Again, this is a data problem. As you described in OP, field_E and field_A only exist in source_1, field_C and field_B only exist in source_2. When you get the results reminiscent to your latest illustration, do you have evidence that field_B in source_2 has a value of 11111179 AND a non-null value of field_C? In other words, does this give you any result in the exact search period you used to obtain that table?
index=index_1
sourcetype=source_2 earliest=1 latest=now()
field_C=* field_B = 11111179
(By the way, I don't think you posted the correct mock code because earliest=1 latest=now() will always give you no results, therefore none of rows should have field_C populated.
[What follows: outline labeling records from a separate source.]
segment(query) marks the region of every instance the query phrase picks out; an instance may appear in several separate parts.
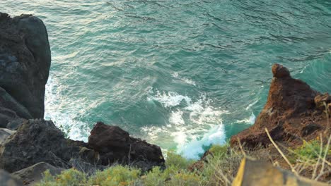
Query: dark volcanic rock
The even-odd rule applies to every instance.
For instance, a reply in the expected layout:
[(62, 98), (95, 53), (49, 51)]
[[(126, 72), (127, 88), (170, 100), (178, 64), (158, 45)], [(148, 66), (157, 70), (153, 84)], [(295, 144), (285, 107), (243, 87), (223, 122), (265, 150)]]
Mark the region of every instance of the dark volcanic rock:
[(31, 116), (42, 118), (45, 87), (51, 63), (44, 23), (32, 16), (10, 18), (0, 13), (0, 87), (30, 114), (21, 112), (24, 110), (22, 108), (8, 108), (25, 118)]
[(11, 130), (6, 128), (0, 128), (0, 145), (7, 140), (7, 138), (15, 133), (15, 130)]
[(88, 146), (100, 152), (108, 152), (114, 148), (127, 148), (129, 139), (129, 133), (120, 128), (99, 122), (91, 131)]
[[(13, 99), (6, 90), (0, 87), (0, 107), (6, 108), (15, 112), (21, 118), (32, 119), (28, 109)], [(0, 111), (0, 113), (1, 111)]]
[(45, 162), (40, 162), (32, 166), (25, 168), (17, 172), (11, 173), (17, 178), (20, 178), (25, 185), (33, 185), (43, 178), (43, 173), (47, 170), (50, 170), (52, 175), (60, 174), (64, 168), (56, 168)]
[(91, 132), (88, 147), (99, 153), (99, 163), (104, 166), (118, 162), (146, 170), (164, 163), (159, 147), (131, 137), (119, 127), (100, 122)]
[(81, 142), (64, 138), (52, 121), (29, 120), (0, 147), (0, 168), (10, 173), (44, 161), (67, 168), (78, 157)]
[(236, 145), (238, 139), (248, 148), (259, 144), (267, 145), (270, 141), (265, 128), (274, 140), (283, 142), (315, 135), (325, 128), (325, 123), (316, 123), (325, 116), (317, 111), (315, 103), (328, 97), (320, 97), (320, 93), (306, 82), (292, 78), (289, 70), (281, 65), (274, 64), (272, 71), (274, 78), (265, 107), (252, 126), (231, 137), (231, 145)]
[(315, 104), (318, 109), (321, 111), (325, 111), (327, 107), (328, 111), (331, 113), (331, 95), (329, 95), (329, 93), (325, 93), (324, 94), (320, 94), (315, 97), (314, 99)]
[(0, 185), (1, 186), (21, 186), (23, 182), (18, 178), (10, 175), (0, 169)]

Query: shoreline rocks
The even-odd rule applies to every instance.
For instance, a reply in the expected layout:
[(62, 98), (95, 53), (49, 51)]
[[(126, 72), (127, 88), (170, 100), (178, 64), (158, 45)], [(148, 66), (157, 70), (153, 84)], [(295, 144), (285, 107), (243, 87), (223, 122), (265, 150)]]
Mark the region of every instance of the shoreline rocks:
[(51, 63), (46, 27), (31, 15), (11, 18), (0, 13), (0, 92), (16, 100), (9, 104), (15, 108), (6, 108), (26, 119), (42, 118)]
[[(233, 136), (230, 144), (254, 149), (270, 144), (265, 128), (275, 141), (300, 143), (302, 137), (311, 140), (318, 131), (327, 129), (322, 102), (331, 102), (328, 94), (322, 95), (306, 82), (291, 77), (287, 68), (279, 64), (272, 66), (273, 78), (267, 103), (255, 124)], [(330, 130), (329, 130), (330, 132)]]
[(97, 123), (91, 130), (88, 147), (98, 154), (98, 161), (103, 166), (118, 162), (143, 170), (164, 166), (158, 146), (132, 137), (120, 128), (101, 122)]

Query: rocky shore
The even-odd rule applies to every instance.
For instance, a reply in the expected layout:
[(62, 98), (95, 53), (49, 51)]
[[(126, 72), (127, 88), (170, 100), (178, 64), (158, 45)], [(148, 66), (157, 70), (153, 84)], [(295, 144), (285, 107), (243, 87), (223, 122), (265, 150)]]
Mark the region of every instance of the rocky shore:
[(145, 171), (164, 166), (159, 147), (119, 127), (97, 123), (85, 143), (65, 138), (43, 119), (51, 52), (41, 20), (0, 13), (0, 40), (1, 182), (33, 184), (47, 169), (52, 174), (70, 168), (93, 173), (114, 163)]
[[(1, 183), (31, 185), (42, 179), (46, 170), (57, 175), (74, 168), (91, 175), (113, 164), (137, 167), (143, 172), (154, 166), (164, 168), (159, 147), (134, 138), (117, 126), (98, 122), (86, 143), (66, 138), (52, 121), (44, 120), (50, 64), (42, 21), (31, 15), (10, 18), (0, 13)], [(294, 79), (279, 64), (274, 64), (272, 72), (264, 108), (255, 124), (233, 136), (230, 144), (236, 148), (240, 142), (248, 151), (271, 151), (271, 158), (280, 161), (278, 152), (271, 150), (265, 130), (286, 147), (300, 145), (303, 140), (315, 139), (320, 133), (327, 142), (331, 132), (327, 114), (331, 113), (331, 96)], [(203, 168), (210, 154), (206, 152), (191, 169)]]
[(273, 79), (265, 107), (252, 126), (231, 137), (231, 144), (236, 146), (240, 141), (250, 149), (267, 147), (271, 142), (265, 128), (274, 140), (291, 147), (302, 143), (303, 139), (315, 139), (323, 131), (327, 137), (331, 131), (326, 113), (331, 113), (331, 96), (292, 78), (281, 65), (274, 64), (272, 71)]

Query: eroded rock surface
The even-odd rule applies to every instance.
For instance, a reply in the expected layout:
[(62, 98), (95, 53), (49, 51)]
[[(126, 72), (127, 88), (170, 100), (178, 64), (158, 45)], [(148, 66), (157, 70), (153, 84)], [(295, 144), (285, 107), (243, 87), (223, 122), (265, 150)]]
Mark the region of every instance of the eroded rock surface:
[(270, 143), (265, 128), (274, 140), (295, 142), (301, 137), (315, 137), (318, 131), (327, 128), (322, 102), (330, 100), (328, 94), (322, 95), (306, 82), (292, 78), (289, 70), (279, 64), (272, 66), (273, 78), (265, 107), (255, 124), (231, 137), (231, 145), (238, 140), (246, 147)]
[(0, 168), (12, 173), (40, 162), (70, 168), (69, 161), (83, 144), (65, 139), (52, 121), (29, 120), (0, 147)]
[[(42, 118), (51, 63), (44, 23), (31, 15), (11, 18), (0, 13), (0, 87), (19, 103), (10, 104), (15, 108), (7, 108), (22, 118)], [(3, 101), (0, 99), (0, 106)]]
[(22, 186), (23, 182), (18, 178), (11, 175), (4, 170), (0, 169), (0, 185), (1, 186)]
[(104, 166), (118, 162), (146, 170), (164, 163), (159, 147), (132, 137), (119, 127), (100, 122), (91, 132), (88, 148), (99, 154), (98, 162)]

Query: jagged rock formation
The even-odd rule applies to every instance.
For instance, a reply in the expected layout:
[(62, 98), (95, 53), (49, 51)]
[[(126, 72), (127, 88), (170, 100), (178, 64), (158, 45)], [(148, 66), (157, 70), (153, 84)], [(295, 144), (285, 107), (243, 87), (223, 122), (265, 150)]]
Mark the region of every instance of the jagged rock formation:
[(159, 147), (132, 137), (119, 127), (100, 122), (91, 132), (88, 147), (98, 153), (98, 162), (104, 166), (118, 161), (147, 170), (164, 163)]
[(0, 168), (13, 173), (42, 161), (68, 168), (83, 145), (65, 139), (52, 121), (29, 120), (0, 146)]
[(265, 128), (274, 140), (295, 142), (303, 137), (313, 139), (327, 127), (320, 106), (325, 101), (331, 102), (327, 94), (322, 96), (306, 82), (292, 78), (281, 65), (274, 64), (272, 73), (265, 107), (252, 126), (231, 137), (231, 145), (236, 145), (238, 139), (248, 148), (266, 146), (270, 141)]
[(23, 182), (18, 178), (10, 175), (4, 170), (0, 170), (0, 183), (1, 185), (21, 186)]
[(2, 118), (10, 120), (16, 113), (23, 118), (42, 118), (51, 63), (44, 23), (31, 15), (11, 18), (0, 13), (0, 107), (12, 111)]
[(0, 168), (10, 173), (40, 162), (69, 168), (76, 165), (77, 161), (73, 159), (83, 162), (81, 165), (108, 166), (119, 163), (144, 170), (164, 163), (159, 147), (102, 123), (92, 130), (88, 144), (65, 139), (52, 121), (42, 119), (26, 120), (17, 132), (6, 137), (0, 146)]
[(327, 186), (326, 183), (297, 176), (294, 173), (273, 166), (271, 163), (243, 159), (232, 186)]

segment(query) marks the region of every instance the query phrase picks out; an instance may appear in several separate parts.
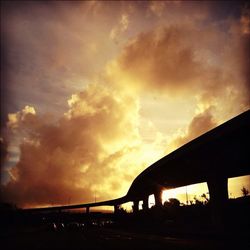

Unless your Splunk has a time machine in it.)
I described in OP that field_A and field_B share the value. So there's nothing I can do to join the rest of the corresponding fields together?
Yes, I did find evidence of field_B in source_2 having a value of 11111179 and a non-null value of field_C, which is what I intended to refer to in my previous post.
In regards to the mock code, the search worked, so I'm guessing the flags were ignored.
Either way, if it is indeed a data problem, I'm not seeing it in my logs. Thank you for the insight though.
Will update this post if that does end up being the problem.